M Train narra ainda a compra de uma pequena casa em Rockaway Beach, praia próxima a Nova York. É uma casa idealizada, que mobiliza Patti de todas as formas – para pagá-la, ela mergulha numa maratona de shows e leituras – e que pouco depois de comprada resiste à fúria do Sandy, furacão que fustigou os EUA no final de 2012. Rockaway ganha, assim, força simbólica de um recomeço e, conforme conta em entrevista ao New York Times, é a primeira casa “toda sua”, sem qualquer interferência de família e de amigos.

Fico torcendo para que Patti seja levada por sua insaciável curiosidade intelectual ao Mal de Montano, de Enrique Vila-Matas.
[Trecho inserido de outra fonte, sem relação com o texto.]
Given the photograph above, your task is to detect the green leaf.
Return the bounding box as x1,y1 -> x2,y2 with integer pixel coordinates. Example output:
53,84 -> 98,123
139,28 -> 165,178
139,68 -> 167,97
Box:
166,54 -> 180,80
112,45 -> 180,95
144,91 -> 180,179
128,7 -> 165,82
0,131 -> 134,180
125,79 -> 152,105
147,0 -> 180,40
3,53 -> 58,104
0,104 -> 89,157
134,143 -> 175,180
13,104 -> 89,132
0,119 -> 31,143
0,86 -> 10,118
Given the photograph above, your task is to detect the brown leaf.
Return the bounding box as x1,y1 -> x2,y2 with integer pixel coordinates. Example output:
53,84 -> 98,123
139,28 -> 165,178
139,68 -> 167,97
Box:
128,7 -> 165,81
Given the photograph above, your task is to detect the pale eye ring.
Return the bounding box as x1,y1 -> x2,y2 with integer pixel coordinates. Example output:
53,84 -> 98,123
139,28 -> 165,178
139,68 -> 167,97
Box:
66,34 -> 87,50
Talvez ela se reconheça na doença daqueles que não conseguem ler o mundo sem o filtro literário. E, também, para que lhe caia nas mãos o Carlos Drummond de Andrade de Claro enigma, mais exatamente os versos de “Memória”, aquele sobre “amar o perdido”. Pois é essa a dura disciplina do M Train, fundada na certeza de que “as coisas findas/ muito mais que lindas, essas ficarão”.

A propósito, o Café ’Ino também fechou. A mesa, com duas cadeiras, ela ganhou de presente. E está hoje na casa de Rockaway e aparece nesta foto, que é a capa do livro e foi tirada pouco depois de saber que também aquele lugar desapareceria de sua vida.